15. THE RETURN OF THE SON OF MONSTER MAGNET . . . (12:17) - (Ballet inachevé en deux tableaux) I. Danse rituelle du tueur d'enfants. II. Nullis Pretii (Pas de potentiel commercial), c'est ce à quoi ressemblent les monstres quand on les lâche dans un studio d'enregistrement à une heure du matin avec 500 dollars de matériel de percussion loué. Un titre vif et accrocheur. Hotcha !
« Monsieur l'Amérique, passez devant vos écoles qui n'enseignent pas
M. Amérique, passez devant les esprits qui ne veulent pas être atteints
Je n'ai pas d'autre choix que d'essayer de cacher le vide qui est en toi.
Mais une fois que tu auras découvert que la façon dont tu as menti
Et tous les trucs ringards que vous avez essayés
N'empêchera pas la marée montante des freaks affamés papa. »
Frank Zappa/ Hungry Freaks Daddy
Où se retrouver dans ce panorama adolescent ? Clairement, la subversion des codes est son prénom, à mixer le rock à partir d’autres éléments que les usuels du blues, en y ajoutant l’opéra de devanture des salons de coiffure, autrement dit le doo-wop, à une instrumentation à côté de la plaque avec kazoo, xylophone, orchestre de jazz et instrumentation classique à cordes, quand ne tirant pas sur la fin vers le Freak Out attendu des percussions (Varèse quand tu nous tiens !) de The Return of the son of Monster Magnet. Mais ce qui fait dérailler le train (de l’habitude ? qui part pour Yuma à une heure précise ? ) c’est l’emploi des voix et des rythmes qui varient au gré des envies du compositeur.
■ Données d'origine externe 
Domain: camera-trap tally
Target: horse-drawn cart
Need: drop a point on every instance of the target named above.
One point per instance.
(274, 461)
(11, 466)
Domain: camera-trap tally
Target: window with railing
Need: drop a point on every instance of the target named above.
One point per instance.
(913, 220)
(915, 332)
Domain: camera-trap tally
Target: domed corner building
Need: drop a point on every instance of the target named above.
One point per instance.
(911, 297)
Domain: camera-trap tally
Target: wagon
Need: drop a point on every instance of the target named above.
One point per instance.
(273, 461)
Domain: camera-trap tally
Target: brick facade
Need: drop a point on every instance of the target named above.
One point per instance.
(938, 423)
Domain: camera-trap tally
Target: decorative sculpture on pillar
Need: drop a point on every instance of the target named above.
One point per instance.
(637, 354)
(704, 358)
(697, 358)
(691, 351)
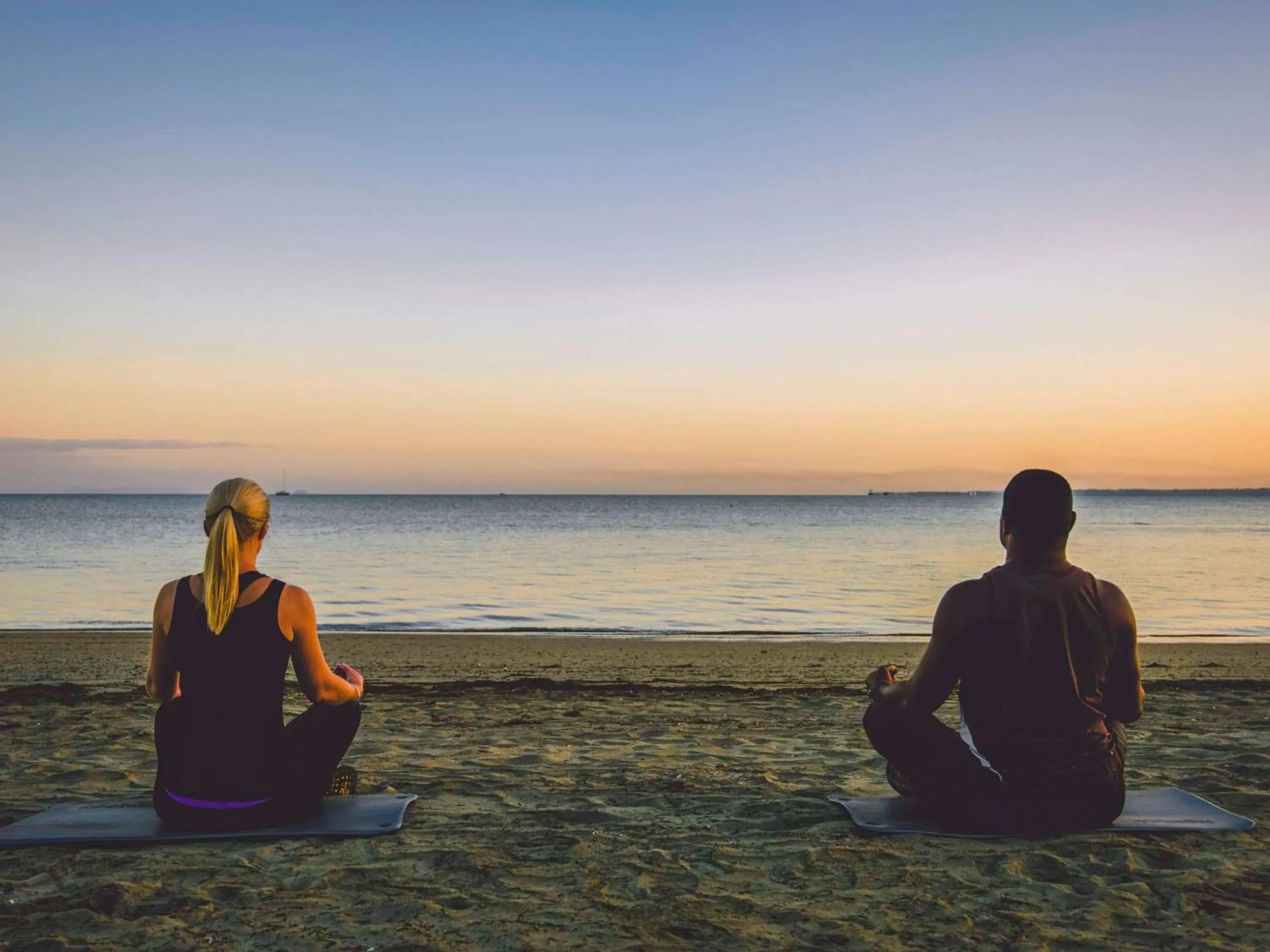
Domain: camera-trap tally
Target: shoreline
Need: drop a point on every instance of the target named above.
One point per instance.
(588, 792)
(412, 659)
(621, 635)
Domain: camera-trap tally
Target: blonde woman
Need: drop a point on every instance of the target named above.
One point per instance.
(219, 658)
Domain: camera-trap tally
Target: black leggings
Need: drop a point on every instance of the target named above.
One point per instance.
(939, 768)
(313, 746)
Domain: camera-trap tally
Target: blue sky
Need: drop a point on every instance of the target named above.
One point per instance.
(574, 245)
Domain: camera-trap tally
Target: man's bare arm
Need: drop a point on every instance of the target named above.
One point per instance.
(1123, 693)
(939, 671)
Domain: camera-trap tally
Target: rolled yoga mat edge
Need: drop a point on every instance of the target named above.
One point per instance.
(1164, 810)
(135, 823)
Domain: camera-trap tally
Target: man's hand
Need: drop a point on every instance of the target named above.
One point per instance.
(877, 680)
(352, 676)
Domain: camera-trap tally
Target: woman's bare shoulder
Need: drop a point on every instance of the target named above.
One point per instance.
(295, 600)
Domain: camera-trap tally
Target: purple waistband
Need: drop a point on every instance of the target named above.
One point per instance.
(216, 804)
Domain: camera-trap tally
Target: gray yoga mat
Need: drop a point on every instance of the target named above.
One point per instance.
(136, 823)
(1145, 812)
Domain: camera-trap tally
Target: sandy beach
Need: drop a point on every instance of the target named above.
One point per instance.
(624, 794)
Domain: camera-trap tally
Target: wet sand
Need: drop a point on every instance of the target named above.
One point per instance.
(625, 794)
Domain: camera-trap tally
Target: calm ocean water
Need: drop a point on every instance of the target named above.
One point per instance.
(844, 565)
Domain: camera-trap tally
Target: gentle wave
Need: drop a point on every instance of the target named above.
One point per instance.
(794, 567)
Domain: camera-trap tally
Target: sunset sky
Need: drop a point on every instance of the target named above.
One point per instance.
(634, 247)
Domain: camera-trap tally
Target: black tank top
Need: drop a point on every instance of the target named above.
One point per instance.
(233, 686)
(1032, 688)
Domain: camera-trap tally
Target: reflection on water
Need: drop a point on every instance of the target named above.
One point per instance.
(1190, 564)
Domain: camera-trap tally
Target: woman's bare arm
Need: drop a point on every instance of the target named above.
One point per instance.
(1123, 693)
(162, 681)
(299, 621)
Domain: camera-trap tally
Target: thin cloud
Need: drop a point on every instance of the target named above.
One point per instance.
(23, 445)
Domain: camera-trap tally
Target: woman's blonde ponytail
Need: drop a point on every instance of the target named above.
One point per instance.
(235, 512)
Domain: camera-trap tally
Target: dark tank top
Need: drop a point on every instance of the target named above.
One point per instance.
(232, 686)
(1032, 688)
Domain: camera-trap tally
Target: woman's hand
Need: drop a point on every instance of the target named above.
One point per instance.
(352, 676)
(879, 678)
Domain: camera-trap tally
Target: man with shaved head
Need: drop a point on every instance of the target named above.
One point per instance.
(1046, 659)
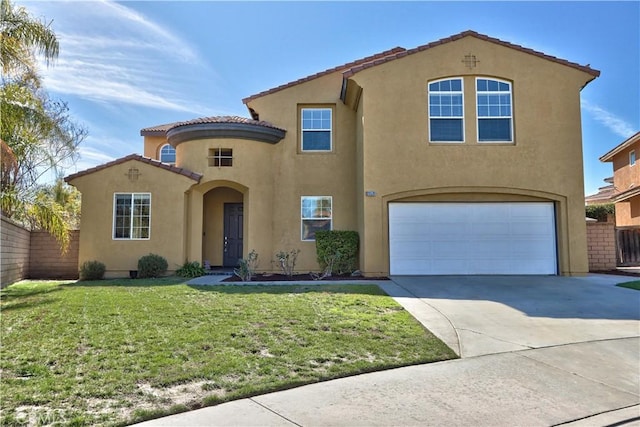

Personne n’a encore écrit du rock aussi barré à mélanger dans le même chaudron R&B, ballades pop, rock véhément, électronique et manip de bandes ; même les Beatles de Rubber Soul ne vont pas encore aussi loin, même s’ils envoient déjà le psychédélisme en pointillé. Le seul groupe à optique aussi large sera Soft Machine qui remplacera le doo-wop par des nursery rhymes, mais avec la même ouverture pop-jazz-contemporaine et un vocaliste indépassé Robert Wyatt.
Revenons enfin sur la liste des 110 noms qui se déploie sur une partie de la pochette intérieure au titre des inspirateurs de la musique jouée par les Mothers : on y trouve beaucoup d’écrivains de SF, et James Joyce, de nombreux jazzmen novateurs entre modal et free, des bluesmen à la pelle, des managers comme celui des Beatles ou des Mothers, des producteurs-chercheurs comme (leur) Tom Wilson ou Phil Spector, des artistes doo-wop, tout comme Joan Baez, Bob Dylan et David Crosby. Tous ceux-ci s’égrenant avec un florilège de musiciens contemporains qui voisinent sans hiérarchie avec Ravi Shankar, Sacco & Vanzetti, John Wayne, Yves Tanguy et même Lenny Bruce. La continuité conceptuelle se met en place ici-même qui donnera des idées à Nurse With Wounds pour sa liste d’œuvres méconnues à découvrir concernant surtout les années 70, magnifique collection de bizarreries, œuvres décalées, curiosités musicales, dans laquelle tout amateur de nouvelles sensations peut allègrement piocher s'il aime à triturer son cerveau, et parfois tomber sur une perle rare.
Un dernier pour la route. Zappa: « La conscience, c’est comme un parachute, ça ne marche qu’une fois ouvert. » Vous voilà prévenus.
Jean-Pierre Simard
MOFO
Et pour les fans d’exhaustivité, l’album The MOFO Project/Object avait commémoré dignement en 2006, le 40e anniversaire de Freak Out ! Le coffret inclut le récit de la réalisation de l’album, en présentant du matériel inédit. Publié sous la forme d'un ensemble de 4 CD dans un emballage unique, il s'agit du projet/objet no 1 d'une série de documentaires audio du 40e anniversaire de FZ. Et, pour les petits budgets, il existe sous la forme d’un double CD. En juillet 2022, la petite Zappa Family trust a revendu ses archives et malles aux trésors inédits à Universal. Le label d’origine Verve Records fait désormais partie d’UMG. « Plus de cinq décennies plus tard, nous savons que sa musique et son héritage seront dans les meilleures mains possibles pour les générations à venir », à ajouté le Zappa Family Trust. À suivre.